Whole fish can be placed on a tray with a thick layer of sea salt, with further sea salt coating the fish. This is sprayed with water, and creates a thick crust when cooked (a 500g fish requires 25 minutes at 200°C). Once cooked, break the crust and gently pull away from the fish without damaging the skin. The fish is then filleted and served. This brings out the flavour and is ideal with Sea Bass and Sea Breams.

En croûte

Fillets or portions wrapped in puff pastry, usually with a sauce or filling. Can be individual or multiportion like a Koulibiac – the traditional Russian ‘Salmon Wellington’ made with rice, hard-boiled eggs and mushrooms.

Steaming

The healthiest way to cook fish, and widely used in Thai cuisine. Simply place portions or whole fish in a steamer over 2-3cm of boiling water.
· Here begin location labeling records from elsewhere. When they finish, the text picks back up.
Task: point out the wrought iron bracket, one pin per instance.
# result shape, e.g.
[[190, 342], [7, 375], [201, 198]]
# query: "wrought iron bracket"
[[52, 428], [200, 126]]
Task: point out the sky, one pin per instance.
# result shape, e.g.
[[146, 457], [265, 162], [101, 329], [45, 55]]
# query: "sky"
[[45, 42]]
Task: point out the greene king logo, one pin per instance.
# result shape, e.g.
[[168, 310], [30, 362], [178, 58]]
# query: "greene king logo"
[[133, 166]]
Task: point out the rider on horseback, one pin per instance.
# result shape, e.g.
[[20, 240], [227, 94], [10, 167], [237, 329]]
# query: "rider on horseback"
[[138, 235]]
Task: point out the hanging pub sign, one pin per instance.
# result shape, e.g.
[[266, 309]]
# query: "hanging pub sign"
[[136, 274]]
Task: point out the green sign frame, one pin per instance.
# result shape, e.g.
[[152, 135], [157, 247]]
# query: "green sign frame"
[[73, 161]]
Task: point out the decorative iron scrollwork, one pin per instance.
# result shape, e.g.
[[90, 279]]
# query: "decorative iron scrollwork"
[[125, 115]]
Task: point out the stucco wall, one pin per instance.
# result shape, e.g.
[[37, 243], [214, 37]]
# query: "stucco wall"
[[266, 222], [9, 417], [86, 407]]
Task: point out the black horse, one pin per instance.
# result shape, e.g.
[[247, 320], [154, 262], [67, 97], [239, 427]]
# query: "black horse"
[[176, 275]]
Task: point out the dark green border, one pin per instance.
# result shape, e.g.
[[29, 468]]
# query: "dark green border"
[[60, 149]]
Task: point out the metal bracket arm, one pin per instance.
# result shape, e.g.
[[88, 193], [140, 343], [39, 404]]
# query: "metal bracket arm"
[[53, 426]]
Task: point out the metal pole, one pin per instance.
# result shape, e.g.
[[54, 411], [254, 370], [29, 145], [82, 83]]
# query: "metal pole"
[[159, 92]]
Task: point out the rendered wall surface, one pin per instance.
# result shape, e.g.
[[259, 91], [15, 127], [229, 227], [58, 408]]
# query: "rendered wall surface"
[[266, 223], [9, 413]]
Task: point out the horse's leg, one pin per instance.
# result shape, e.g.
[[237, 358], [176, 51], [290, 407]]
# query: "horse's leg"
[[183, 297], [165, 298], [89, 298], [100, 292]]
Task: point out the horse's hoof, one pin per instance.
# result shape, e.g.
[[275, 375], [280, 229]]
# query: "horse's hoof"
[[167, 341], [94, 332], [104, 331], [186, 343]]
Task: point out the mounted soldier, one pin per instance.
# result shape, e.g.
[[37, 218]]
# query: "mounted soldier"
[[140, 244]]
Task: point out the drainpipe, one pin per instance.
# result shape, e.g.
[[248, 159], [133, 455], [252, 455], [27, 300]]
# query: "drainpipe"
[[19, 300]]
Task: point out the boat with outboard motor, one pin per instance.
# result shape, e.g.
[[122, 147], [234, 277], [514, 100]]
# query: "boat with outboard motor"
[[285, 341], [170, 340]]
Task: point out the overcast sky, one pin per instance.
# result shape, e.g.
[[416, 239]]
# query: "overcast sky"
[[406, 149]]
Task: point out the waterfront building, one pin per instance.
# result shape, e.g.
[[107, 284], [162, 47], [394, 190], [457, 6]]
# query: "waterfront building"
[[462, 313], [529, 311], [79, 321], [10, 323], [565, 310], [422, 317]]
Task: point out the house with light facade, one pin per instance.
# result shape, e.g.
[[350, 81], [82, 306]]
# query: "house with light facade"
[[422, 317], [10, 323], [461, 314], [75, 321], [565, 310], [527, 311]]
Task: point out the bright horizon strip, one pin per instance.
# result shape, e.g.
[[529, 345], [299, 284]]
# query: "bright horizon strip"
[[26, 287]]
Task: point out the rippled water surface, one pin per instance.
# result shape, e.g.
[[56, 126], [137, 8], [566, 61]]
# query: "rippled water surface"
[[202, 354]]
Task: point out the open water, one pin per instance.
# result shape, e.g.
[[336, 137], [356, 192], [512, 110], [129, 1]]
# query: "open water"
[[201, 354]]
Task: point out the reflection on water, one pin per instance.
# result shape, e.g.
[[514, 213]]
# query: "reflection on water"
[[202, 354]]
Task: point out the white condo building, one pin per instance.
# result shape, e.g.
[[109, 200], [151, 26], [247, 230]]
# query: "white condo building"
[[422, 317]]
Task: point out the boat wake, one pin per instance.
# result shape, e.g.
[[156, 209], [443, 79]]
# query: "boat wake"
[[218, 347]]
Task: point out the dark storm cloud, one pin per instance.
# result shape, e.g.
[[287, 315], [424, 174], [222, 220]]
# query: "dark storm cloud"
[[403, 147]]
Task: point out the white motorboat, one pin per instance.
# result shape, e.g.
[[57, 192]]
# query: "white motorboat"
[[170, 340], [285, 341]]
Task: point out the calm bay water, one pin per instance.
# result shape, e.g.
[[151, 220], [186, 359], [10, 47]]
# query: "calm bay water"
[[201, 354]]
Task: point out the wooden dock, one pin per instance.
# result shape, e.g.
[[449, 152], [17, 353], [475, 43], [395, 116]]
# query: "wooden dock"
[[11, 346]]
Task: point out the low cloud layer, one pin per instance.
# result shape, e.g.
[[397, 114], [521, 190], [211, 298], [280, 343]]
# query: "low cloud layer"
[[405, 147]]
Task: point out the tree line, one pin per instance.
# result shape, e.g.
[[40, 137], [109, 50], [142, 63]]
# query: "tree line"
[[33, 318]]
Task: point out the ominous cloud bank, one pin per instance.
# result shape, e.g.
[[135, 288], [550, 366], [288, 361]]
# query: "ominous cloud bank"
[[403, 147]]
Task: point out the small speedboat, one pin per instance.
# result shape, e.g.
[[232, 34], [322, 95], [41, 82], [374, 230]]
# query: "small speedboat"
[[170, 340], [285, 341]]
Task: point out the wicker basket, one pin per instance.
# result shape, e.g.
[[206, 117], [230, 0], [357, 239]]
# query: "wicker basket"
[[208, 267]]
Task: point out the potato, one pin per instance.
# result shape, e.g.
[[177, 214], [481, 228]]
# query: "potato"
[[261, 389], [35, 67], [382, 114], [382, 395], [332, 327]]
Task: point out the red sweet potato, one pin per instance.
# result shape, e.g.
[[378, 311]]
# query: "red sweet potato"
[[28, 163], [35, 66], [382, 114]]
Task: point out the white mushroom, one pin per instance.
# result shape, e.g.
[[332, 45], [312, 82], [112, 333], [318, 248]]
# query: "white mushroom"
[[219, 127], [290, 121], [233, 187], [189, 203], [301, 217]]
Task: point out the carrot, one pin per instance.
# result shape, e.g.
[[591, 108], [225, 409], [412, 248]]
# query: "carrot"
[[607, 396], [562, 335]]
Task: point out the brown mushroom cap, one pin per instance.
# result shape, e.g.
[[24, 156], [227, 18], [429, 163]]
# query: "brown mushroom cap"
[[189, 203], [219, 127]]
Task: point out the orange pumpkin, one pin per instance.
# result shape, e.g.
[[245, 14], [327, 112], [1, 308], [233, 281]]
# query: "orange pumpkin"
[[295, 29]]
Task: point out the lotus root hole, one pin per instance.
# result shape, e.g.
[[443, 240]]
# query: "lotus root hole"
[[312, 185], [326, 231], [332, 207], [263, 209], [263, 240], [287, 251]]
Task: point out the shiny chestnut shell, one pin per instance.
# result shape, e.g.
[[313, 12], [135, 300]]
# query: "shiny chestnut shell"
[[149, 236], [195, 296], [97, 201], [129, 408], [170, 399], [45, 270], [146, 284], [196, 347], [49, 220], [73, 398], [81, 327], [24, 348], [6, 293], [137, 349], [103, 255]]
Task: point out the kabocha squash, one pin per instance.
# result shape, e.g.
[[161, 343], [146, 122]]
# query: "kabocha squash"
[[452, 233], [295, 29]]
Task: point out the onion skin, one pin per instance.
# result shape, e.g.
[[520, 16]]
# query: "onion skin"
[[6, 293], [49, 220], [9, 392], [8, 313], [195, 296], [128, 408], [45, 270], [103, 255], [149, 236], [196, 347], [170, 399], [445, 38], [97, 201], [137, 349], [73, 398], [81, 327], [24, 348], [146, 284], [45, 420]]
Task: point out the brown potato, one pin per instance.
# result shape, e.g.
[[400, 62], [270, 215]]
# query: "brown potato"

Whole fish can be stuffed with herbs and is also good with aromatic flavours added around the fish. Scallops are good for steaming this way. Another method is to fill the base of a large pan with seaweed, add enough water or wine to create steam (but not cover the fish), place portions or whole fish on top, cover with a lid and steam over a medium to high heat. Mussels and other molluscs are also best steamed in the same way but without the seaweed. Fish can also be steamed in a microwave, but the portions must be of even thickness.

Boiling

Lobsters and Crabs can be boiled, but this method is not recommended for fish.